An auction on Monday of sacred masks and objects in France has stirred fresh anger among Native Americans, with representatives of the Navajo people travelling to Paris to try and halt the latest sale. The Eve auction house has 270 Native American, Eskimo and pre-Colombian artefacts going under the hammer and the United States embassy has stepped in, urging a stop to the sale of items cherished by the Navajo and Hopi people. The sale is the fourth since 2013 that the southwestern Hopi people have tried to block of ceremonial masks and headdresses they consider to embody living spirits. All previous legal efforts to halt such auctions have failed, although a US foundation last year bought 21 of the masks at a Paris auction to return them to the Hopi people.

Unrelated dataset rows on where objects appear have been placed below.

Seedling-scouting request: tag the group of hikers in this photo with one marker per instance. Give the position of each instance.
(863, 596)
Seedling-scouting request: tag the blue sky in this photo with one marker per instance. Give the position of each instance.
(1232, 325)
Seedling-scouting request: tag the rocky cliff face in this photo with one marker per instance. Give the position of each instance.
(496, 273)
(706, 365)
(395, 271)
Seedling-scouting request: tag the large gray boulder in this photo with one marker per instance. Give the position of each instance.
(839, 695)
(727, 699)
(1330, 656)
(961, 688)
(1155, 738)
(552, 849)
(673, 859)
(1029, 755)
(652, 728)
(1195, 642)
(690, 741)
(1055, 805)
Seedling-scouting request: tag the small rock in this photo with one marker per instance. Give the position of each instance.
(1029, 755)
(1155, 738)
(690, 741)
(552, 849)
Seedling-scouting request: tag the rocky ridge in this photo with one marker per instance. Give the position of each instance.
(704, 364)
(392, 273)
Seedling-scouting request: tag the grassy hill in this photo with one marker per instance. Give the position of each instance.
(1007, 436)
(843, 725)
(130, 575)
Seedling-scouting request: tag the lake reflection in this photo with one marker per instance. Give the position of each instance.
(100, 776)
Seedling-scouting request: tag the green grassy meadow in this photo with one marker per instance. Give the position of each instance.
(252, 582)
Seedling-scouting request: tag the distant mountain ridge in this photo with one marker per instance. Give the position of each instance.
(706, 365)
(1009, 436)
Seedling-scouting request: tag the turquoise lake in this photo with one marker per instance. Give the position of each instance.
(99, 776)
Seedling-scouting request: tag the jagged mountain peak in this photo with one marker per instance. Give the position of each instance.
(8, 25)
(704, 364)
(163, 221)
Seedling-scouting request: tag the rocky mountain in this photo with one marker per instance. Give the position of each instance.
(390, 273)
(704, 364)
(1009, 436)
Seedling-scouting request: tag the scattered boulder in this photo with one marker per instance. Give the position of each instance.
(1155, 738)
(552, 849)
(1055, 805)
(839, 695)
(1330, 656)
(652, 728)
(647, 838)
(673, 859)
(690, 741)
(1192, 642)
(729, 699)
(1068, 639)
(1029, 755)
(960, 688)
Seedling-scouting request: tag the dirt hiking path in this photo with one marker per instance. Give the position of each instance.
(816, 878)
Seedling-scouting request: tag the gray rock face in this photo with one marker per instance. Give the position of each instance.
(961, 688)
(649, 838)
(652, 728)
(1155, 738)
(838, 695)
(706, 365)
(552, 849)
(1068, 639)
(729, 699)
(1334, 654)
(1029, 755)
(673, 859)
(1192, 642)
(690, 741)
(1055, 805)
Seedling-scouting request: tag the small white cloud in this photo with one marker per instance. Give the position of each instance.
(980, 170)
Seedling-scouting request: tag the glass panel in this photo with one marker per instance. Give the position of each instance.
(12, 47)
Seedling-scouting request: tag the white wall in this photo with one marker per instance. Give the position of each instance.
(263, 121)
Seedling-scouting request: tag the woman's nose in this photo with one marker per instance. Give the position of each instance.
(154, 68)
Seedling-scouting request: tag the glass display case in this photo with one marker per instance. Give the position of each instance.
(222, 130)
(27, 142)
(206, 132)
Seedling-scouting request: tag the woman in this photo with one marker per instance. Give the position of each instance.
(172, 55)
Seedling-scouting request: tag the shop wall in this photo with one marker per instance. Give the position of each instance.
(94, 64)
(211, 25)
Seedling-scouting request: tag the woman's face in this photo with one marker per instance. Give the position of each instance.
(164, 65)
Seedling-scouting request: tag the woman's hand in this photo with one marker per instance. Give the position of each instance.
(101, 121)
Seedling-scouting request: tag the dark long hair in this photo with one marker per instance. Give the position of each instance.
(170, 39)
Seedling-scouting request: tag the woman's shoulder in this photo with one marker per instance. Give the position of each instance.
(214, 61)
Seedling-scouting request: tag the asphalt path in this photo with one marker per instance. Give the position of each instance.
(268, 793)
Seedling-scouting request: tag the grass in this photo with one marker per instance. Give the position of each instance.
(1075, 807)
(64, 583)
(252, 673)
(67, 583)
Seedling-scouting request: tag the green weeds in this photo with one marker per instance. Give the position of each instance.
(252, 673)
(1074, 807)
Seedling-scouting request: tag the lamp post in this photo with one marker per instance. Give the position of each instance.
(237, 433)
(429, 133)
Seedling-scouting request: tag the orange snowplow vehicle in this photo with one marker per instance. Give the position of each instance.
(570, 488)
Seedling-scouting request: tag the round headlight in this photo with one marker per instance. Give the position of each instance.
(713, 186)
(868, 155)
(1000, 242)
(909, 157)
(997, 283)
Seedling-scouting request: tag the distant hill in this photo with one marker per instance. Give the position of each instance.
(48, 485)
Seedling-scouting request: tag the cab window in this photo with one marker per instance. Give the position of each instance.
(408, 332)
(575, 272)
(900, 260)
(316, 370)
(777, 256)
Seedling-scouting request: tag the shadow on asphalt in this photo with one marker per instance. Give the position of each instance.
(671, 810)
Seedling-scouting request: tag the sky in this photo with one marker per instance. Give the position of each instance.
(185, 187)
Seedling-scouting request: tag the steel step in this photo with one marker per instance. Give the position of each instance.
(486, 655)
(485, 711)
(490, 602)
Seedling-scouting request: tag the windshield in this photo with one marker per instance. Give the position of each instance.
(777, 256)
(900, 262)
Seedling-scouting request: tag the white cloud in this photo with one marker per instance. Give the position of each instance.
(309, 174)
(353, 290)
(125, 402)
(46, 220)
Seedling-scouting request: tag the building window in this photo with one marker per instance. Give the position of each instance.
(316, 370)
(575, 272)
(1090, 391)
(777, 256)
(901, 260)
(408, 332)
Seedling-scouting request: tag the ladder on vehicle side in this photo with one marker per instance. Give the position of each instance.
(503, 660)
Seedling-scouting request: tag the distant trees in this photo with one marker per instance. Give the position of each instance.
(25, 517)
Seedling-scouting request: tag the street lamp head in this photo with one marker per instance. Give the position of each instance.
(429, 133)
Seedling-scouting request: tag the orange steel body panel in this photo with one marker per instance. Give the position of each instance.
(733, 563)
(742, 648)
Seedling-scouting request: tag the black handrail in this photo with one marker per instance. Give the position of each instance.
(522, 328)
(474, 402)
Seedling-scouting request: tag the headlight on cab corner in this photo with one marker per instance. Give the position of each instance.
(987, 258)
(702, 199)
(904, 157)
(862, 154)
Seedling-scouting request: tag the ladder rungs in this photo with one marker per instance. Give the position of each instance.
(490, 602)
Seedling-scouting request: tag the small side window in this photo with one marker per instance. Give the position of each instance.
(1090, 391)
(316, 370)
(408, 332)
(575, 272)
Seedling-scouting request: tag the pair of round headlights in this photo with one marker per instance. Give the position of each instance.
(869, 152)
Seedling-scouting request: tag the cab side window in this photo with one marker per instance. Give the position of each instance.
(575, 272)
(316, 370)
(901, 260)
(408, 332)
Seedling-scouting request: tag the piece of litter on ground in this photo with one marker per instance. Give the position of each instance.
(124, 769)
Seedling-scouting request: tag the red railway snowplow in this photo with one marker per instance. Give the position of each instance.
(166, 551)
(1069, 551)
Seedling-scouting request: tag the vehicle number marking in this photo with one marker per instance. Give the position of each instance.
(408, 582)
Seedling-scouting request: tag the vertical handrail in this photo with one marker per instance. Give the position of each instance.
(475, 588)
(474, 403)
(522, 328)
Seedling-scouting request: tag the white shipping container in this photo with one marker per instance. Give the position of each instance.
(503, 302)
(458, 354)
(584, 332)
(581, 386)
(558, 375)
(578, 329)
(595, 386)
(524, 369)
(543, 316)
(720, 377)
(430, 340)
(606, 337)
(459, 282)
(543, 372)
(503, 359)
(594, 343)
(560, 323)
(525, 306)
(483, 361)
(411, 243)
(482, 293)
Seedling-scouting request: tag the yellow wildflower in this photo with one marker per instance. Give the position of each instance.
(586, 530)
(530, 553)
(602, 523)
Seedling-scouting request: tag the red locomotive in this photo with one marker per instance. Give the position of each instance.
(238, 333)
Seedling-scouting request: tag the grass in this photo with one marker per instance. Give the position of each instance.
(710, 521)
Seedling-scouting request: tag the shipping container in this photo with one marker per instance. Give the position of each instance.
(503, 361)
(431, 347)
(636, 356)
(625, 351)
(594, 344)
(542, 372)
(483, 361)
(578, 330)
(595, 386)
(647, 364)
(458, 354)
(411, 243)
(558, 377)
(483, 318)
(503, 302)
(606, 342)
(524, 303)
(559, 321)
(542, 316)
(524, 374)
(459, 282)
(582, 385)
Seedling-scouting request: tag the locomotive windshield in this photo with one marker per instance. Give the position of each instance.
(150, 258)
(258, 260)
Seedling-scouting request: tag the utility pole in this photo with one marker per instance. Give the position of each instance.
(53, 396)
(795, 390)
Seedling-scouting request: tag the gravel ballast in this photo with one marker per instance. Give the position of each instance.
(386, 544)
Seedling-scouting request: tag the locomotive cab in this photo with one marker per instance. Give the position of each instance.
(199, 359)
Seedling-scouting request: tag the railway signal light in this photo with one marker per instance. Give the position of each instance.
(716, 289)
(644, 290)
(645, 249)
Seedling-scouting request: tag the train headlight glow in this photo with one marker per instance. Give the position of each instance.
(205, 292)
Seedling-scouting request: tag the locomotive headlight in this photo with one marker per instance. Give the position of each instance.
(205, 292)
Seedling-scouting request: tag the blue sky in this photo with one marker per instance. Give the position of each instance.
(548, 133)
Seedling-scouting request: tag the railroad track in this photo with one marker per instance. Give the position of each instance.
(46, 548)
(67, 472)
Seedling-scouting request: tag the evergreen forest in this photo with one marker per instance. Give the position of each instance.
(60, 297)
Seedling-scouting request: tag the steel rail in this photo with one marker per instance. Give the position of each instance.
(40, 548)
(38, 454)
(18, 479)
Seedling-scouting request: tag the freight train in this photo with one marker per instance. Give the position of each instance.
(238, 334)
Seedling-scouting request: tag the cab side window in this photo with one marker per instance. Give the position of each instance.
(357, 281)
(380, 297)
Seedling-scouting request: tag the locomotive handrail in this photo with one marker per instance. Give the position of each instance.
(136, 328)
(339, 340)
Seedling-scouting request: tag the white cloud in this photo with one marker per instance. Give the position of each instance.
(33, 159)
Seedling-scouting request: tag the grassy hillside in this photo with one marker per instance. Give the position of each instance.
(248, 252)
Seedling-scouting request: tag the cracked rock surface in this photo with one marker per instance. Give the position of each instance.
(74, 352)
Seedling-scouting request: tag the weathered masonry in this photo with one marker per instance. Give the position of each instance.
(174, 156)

What's left of Hopi and Navajo
Indeed it is rather ironic that when a group of people from precisely the area occupied by these tribes were caught stealing artefacts, including sacred ones and robbing graves to obtain collectables, they got sentences no greater than a few months probation and the authorities that investigated, arrested and charged them received a lot of criticism for the way they did so. It seems that illegal activities within the US concerning artefacts of precisely this region is not treated with any great seriousness.
Afp, 'Native Americans try to block French auction of sacred artefacts', 14 December 2014.
UPDATE 15th December 2014
Navajo officials won their bid to buy back seven tribal masks at a contested auction of native American artifacts in Paris that netted over a million dollars. Monday’s sale went ahead despite the best efforts by the U.S. government and Senator John McCain to halt it. The objects for sale at the Drouot auction house included sacred masks, colored in pigment, believed to have been used in Navajo wintertime healing ceremonies. The sale — which totaled 929,000 euros ($1.12 million) — also included dozens of Hopi Kachina dolls and several striking Pueblo masks embellished with horse hair, bone and feathers, the origins of which are unclear.[...] The lawyer representing the absent Hopi tribe, Pierre Servan-Schreiber, said the approaches of the Hopis and the Navajos were different — and said the Hopis see the sale as sacrilege. "Hopis were opposed to buying back their artifacts as they did not want to engage in the auction," said Servan-Schreiber.Thomas Adamson, 'Navajos buy back artifacts at Paris auction', Salt Lake Tribune 15th December 2014.